Perdana Menteri Italia, Giuseppe Conte merupakan orang yang berpandangan menentang imigrasi dan bersikap skeptis Eropa. Pada pertemuan dengan timpalannya dari Jerman, Angela Merkel, pada Senin (18 Juni), PM Giuseppe Conte terus menegaskan lagi pesan yang kuat tentang reformasi ketentuan-ketentuan yang tercantum dalam Traktat Dublin yang membebankan masalah pengungsi kepada negara-negara tempat kaum migran masuk untuk pertama kalinya. Pandangan Pemerintah baru di Italia tentang masalah ini sekali lagi menciptakan tantangan bagi pola “rumah bersama” Eropa. Keputusan Italia ini terbentur dengan celaan kuat dari Presiden Perancis, Emmanuel Macron dan mengakibatkan bahaya keretakan dalam hubungan yang sudah cukup baik antara dua sekutu selama bertahun-tahun ini.
Paris berharap akan bisa meyakinkan Berlin yang memperkuat bantuan keuangan kepada pasukan perbatasan Frontex dari Uni Eropa, mempercepat pembentukan pusat-pusat pemecahan masalah migran di Afrika. Namun, tampaknya ruang politik untuk bertindak dari Kanselir Jerman, Angela Merkel juga sedang menyempit. Sekarang, Kanselir Angela Merkel dan Menteri Dalam Negeri Horst Seehofer yang sekaligus adalah pemimpin Partai Uni Sosial Kristen (CSU) sedang bererselisih tentang kebijakan migran, sehingga menciptakan bahaya tidak kecil bagi persekutan besar yang berkuasa yang mudah runtuh di Jerman antara CDU/CSU dan Partai Sosial Demokratik (SPD). Pada saat Kanselir Angela Merkel berhaluan mengusahakan satu solusi di tingkat seluruh Eropa bagi kaum migran ilegal pada KTT yang dijadwalkan akan diadakan dari 28 sampai 29 Juni ini, maka Menteri Dalam Negeri Jerman, Horst Seehofer ingin memperketat kontrol terhadap garis perbatasan Jerman dan menolak penerimaan kaum migran ilegal. Pada awal bulan ini, Kanselir Angela Merkel mendukung seruan Presiden Perancis, Emmanuel Macron tentang pembentukan satu dana investasi untuk membantu negara-negara Eropa yang lebih miskin di bidang-bidang seperti ilmu pengetahuan, teknologi dan pembaruan. Namun, sekarang tetap belum jelas beberapa jumlahnya dana ini karena Jerman tetap belum menerima angka senilai miliaran Euro yang diajukan oleh Perancis.
Masalah migran tetap menyelubungkan bayang hitam terhadap Uni Eropa.

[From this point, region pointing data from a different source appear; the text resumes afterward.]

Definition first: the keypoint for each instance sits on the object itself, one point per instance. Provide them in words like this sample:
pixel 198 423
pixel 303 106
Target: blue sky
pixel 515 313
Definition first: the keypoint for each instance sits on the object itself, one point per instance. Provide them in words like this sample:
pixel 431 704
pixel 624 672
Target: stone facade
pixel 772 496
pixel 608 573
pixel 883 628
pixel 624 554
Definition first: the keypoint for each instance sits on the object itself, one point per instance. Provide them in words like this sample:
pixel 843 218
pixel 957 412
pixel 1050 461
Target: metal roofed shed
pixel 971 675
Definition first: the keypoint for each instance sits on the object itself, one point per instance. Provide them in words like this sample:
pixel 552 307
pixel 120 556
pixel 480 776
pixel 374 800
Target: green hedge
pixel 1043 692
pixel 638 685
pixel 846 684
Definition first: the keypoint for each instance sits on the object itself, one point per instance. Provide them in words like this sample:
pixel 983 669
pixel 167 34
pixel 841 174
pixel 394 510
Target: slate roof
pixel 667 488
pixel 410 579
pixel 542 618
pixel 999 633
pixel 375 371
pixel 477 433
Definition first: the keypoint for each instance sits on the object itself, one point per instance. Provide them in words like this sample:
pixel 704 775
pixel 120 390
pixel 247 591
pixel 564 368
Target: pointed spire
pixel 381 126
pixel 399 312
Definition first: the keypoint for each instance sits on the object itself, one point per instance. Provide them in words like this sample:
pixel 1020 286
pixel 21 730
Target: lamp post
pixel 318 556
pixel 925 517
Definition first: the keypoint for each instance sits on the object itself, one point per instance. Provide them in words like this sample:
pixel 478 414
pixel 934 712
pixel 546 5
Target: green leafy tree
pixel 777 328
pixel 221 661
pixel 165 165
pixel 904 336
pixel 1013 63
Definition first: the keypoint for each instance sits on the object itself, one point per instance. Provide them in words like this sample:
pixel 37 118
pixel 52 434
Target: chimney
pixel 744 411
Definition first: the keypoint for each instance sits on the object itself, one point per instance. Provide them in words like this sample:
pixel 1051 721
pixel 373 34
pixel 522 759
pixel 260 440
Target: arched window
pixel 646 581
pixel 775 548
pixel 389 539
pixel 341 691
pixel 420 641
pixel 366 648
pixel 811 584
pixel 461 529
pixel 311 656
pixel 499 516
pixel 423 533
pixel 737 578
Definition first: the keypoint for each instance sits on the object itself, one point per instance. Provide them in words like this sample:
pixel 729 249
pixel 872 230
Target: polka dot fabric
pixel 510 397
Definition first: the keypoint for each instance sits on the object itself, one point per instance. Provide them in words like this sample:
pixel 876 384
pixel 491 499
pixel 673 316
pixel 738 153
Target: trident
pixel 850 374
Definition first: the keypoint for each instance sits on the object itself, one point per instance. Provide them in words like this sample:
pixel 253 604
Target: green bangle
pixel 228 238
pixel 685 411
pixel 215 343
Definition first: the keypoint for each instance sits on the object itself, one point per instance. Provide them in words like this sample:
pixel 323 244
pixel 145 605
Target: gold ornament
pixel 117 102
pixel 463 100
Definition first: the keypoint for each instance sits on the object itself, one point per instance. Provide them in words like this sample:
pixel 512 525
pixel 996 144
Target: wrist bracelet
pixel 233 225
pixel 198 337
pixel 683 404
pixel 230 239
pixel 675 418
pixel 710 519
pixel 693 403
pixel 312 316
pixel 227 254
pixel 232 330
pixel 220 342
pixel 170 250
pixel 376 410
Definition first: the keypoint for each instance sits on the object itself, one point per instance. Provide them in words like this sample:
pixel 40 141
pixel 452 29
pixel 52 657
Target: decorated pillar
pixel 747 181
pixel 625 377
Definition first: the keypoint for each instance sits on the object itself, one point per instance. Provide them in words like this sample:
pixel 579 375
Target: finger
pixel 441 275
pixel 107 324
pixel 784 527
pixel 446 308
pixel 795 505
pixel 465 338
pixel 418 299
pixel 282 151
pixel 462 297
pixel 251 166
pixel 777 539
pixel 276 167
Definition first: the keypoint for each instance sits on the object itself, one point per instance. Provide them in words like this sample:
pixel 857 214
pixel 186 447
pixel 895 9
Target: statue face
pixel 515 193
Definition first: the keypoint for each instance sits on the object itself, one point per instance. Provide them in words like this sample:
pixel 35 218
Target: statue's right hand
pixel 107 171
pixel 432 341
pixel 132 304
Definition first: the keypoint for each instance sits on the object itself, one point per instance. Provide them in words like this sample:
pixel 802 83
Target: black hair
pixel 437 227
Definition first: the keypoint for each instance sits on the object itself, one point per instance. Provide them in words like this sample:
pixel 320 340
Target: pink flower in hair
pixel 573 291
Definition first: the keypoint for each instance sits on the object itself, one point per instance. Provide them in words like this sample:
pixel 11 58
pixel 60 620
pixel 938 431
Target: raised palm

Pada kenyataan-nya, selama hampir 3 tahun ini sejak krisis migran meledak di Eropa pada tahun 2015, Uni Eropa telah mengadakan perundingan untuk mengusahakan satu politik umum tentang kaum migran, namun tidak memberikan hasil yang menggembirakan. Upaya-upaya keras untuk membongkar sumbu ledak dari krisis yang bersangkutan dengan masalah migran belum sampai ke sasaran karena masalah alokasi migran masih menimbulkan perselisihan. Misalnya Italia dan Malta baru-baru ini menolak kapal pertolongan yang membawa 600 orang migran lebih berlabuh di pelabuhan-nya. Pada latar belakang itu, bisa dilihat bahwa panorama persatuan Uni Eropa belum ada tambahan warna cerah. Apakah pemecahan atas perselisihan-perselisihan mendalam yang selama ini telah memecah-belah negara-negara anggota Uni Eropa sejak hari awal krisis migran pada tahun 2015 bisa diatasi pada KTT Uni Eropa yang akan diadakan pada akhir bulan ini, hal ini masih menunggu negara-negara lokomotif Uni Eropa seperti Perancis, Jerman dan Italia untuk menuju ke satu permufakatan bersama bagi seluruh blok ini.